“…with liberty and justice for all.”
Remember that from the Pledge of Allegiance? Well, the Pledge may say, justice for all, but not everyone can afford justice on Trust and Will lawsuits in court. And justice in Trust and Will matters can be more subjective than you think. You certainly know what a just result should be, but your case in Trust and Will matters is usually decided by a judge (called a bench trial). And judges have seen the worst of the worst when it comes to family matters such as Trust and Wills. So while you may be surprised and outraged by your circumstances, you’re just another case to the judge deciding your matter.
Not only that, but justice is what you fight for when going to trial and in California a vast majority of cases settle before trial. This is because going to trial takes way too long and costs way too much for most people. It takes too long because our court systems are backlogged, which also drives up the costs. In fact, last year the State Legislature took over $500 million from the courts statewide. That is a massive amount of money, and court services has severely suffered as a result.

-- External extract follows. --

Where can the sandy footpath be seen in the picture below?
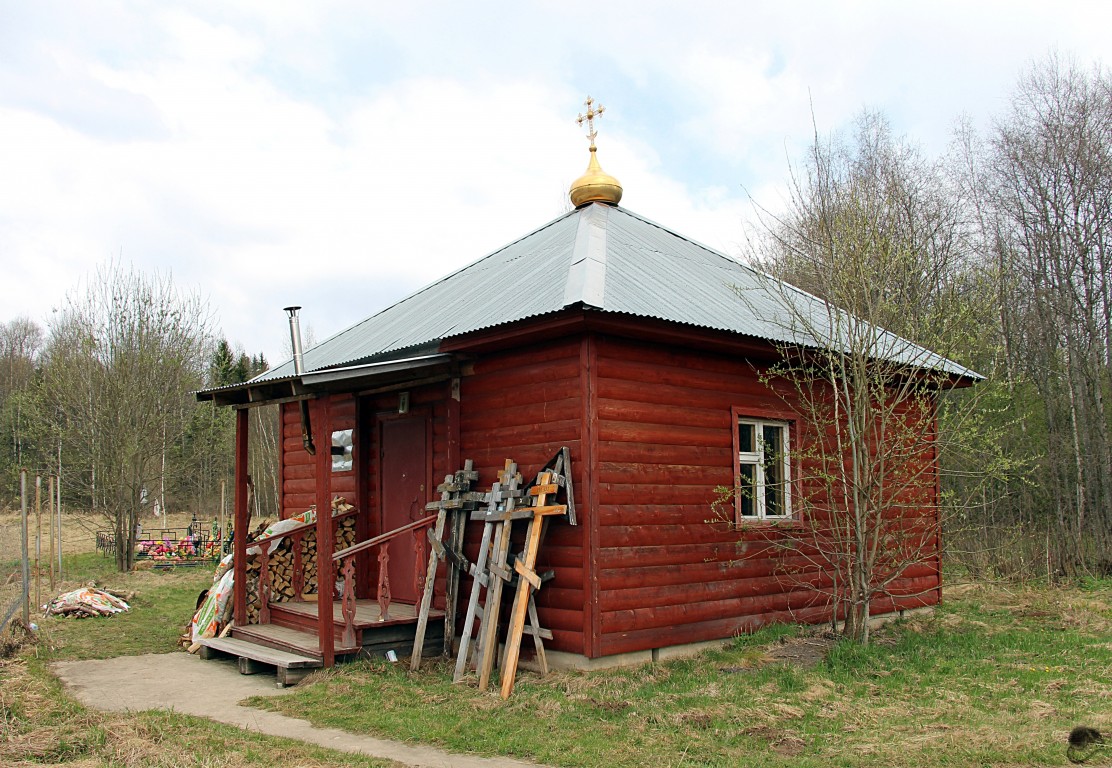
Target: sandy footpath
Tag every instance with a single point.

As a result, most people, at best, try to get a fair result from their Trust or Will matter. What’s the difference between justice and fairness? A just result is usually a fair result, but a fair result may not be just. For example, justice may require that you receive your full equal share to your parent’s estate. But that may not be possible for any number of reasons. Whereas, a fair result may be obtaining 75% of what you are otherwise entitled to receive. It is not full justice but it is fair enough for you to stop paying money and taking time on your matter in court.
Justice costs a lot. It takes payment in the form of money, time, and emotional toll. And the risk of fighting for justice is suffering an injustice—that means losing your case. Fairness, on the other hand, is usually cheaper and easier to obtain. It still takes a toll, but fairness can oftentimes be obtained without further risk of loss.
So what are you fighting for? Justice or fairness…or both?